When asked why this site was not being financed by the business and energy department (BEIS), as you’d expect, a spokesperson responded that it was part of “levelling up regeneration money”.

Or perhaps BEIS did not want its budget used in such a way. Throwing money at such a “risky prospect” betrays “an irrationally cavalier attitude” according to Andrew Stirling, Professor of Science & Technology Policy at the University of Sussex Business School, because an “implausibly short time” is being allowed to produce an untested reactor design.

Only if military needs are driving this decision is it explicable, Stirling says. “Even in a worst case scenario, where this massive Rolls Royce production line and supply chain investment is badly delayed (or even a complete failure) with respect to civil reactor production, what will nonetheless have been gained is a tooled-up facility and a national skills infrastructure for producing perhaps two further generations of submarine propulsion reactors, right into the second half of the century.
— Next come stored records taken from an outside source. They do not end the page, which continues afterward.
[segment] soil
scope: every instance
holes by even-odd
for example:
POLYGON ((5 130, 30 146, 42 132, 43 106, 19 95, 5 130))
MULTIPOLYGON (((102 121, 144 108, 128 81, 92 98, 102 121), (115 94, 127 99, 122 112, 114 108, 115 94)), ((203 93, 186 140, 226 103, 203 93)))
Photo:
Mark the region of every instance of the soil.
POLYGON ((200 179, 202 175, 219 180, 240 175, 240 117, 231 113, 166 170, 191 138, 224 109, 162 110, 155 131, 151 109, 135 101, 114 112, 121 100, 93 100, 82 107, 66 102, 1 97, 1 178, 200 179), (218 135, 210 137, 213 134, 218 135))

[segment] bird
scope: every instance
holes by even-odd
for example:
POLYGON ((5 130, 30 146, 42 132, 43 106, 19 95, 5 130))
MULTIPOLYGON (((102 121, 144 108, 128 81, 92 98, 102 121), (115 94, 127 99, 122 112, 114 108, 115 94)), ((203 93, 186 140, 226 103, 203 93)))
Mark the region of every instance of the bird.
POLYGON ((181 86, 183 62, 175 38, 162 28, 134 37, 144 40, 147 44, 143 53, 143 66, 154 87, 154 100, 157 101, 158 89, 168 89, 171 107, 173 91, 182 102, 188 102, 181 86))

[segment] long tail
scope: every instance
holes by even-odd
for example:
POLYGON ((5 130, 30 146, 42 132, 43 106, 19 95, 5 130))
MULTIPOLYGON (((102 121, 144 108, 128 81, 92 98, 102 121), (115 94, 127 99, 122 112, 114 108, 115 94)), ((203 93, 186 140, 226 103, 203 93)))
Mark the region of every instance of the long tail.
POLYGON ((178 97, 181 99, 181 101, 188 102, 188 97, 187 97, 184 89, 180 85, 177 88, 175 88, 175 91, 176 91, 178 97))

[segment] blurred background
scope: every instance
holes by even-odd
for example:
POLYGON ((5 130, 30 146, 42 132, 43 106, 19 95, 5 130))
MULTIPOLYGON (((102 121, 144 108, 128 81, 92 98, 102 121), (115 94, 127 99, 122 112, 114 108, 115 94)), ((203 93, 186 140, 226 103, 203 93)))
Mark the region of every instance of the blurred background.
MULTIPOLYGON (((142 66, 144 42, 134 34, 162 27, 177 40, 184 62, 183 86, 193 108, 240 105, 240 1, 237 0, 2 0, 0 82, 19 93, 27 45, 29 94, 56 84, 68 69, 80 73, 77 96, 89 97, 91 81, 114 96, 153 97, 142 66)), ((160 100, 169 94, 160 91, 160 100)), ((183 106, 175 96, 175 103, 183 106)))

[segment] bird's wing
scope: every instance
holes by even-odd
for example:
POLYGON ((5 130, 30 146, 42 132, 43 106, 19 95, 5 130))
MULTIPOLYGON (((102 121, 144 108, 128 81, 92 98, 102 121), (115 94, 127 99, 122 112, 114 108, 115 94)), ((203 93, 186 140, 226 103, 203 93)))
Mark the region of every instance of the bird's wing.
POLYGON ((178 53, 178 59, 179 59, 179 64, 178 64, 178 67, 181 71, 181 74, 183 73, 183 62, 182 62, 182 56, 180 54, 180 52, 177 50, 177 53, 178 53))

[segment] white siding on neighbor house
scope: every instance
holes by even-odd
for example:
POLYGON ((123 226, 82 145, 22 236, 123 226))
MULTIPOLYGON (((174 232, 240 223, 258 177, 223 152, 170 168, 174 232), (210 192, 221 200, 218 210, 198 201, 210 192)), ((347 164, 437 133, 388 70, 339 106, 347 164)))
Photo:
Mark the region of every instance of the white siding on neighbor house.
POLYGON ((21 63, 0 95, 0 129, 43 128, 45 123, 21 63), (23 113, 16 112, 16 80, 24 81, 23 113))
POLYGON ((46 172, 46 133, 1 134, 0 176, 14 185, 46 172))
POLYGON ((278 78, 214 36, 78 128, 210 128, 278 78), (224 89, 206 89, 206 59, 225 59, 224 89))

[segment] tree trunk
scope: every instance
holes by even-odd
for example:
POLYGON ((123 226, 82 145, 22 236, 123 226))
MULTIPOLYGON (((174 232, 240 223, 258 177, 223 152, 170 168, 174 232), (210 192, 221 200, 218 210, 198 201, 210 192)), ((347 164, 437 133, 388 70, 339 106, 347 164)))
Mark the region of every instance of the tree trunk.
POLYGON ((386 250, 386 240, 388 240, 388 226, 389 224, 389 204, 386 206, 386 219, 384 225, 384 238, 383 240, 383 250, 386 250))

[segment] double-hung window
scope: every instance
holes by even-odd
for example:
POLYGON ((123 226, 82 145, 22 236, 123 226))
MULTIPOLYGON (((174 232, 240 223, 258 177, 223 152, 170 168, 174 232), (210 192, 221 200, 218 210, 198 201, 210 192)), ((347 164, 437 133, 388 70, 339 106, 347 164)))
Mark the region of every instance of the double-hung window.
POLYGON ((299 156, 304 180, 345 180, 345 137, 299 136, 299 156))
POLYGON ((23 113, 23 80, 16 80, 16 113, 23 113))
“And the costs of this will have been borne not by the defence budget, but by consumers and citizens.”

Yes, military needs

UK defence policy is fully committed to military nuclear. The roots of civil nuclear power lay in the Cold War push to develop nuclear weapons. As such, it has been since the British public was told nuclear electricity would be “too cheap to meter”.

The legacy of empire and thrust for continued perceived world status are at the core of a post-Brexit mentality. It’s inconceivable to the English political elite that this status could exist without Great Britain being in the nuclear nations club, brandishing the totem of a nuclear deterrent.

“The civil-military link is undisputable and should be openly discussed,” agrees ?Dr Paul Dorfman at the Energy Institute, University College London.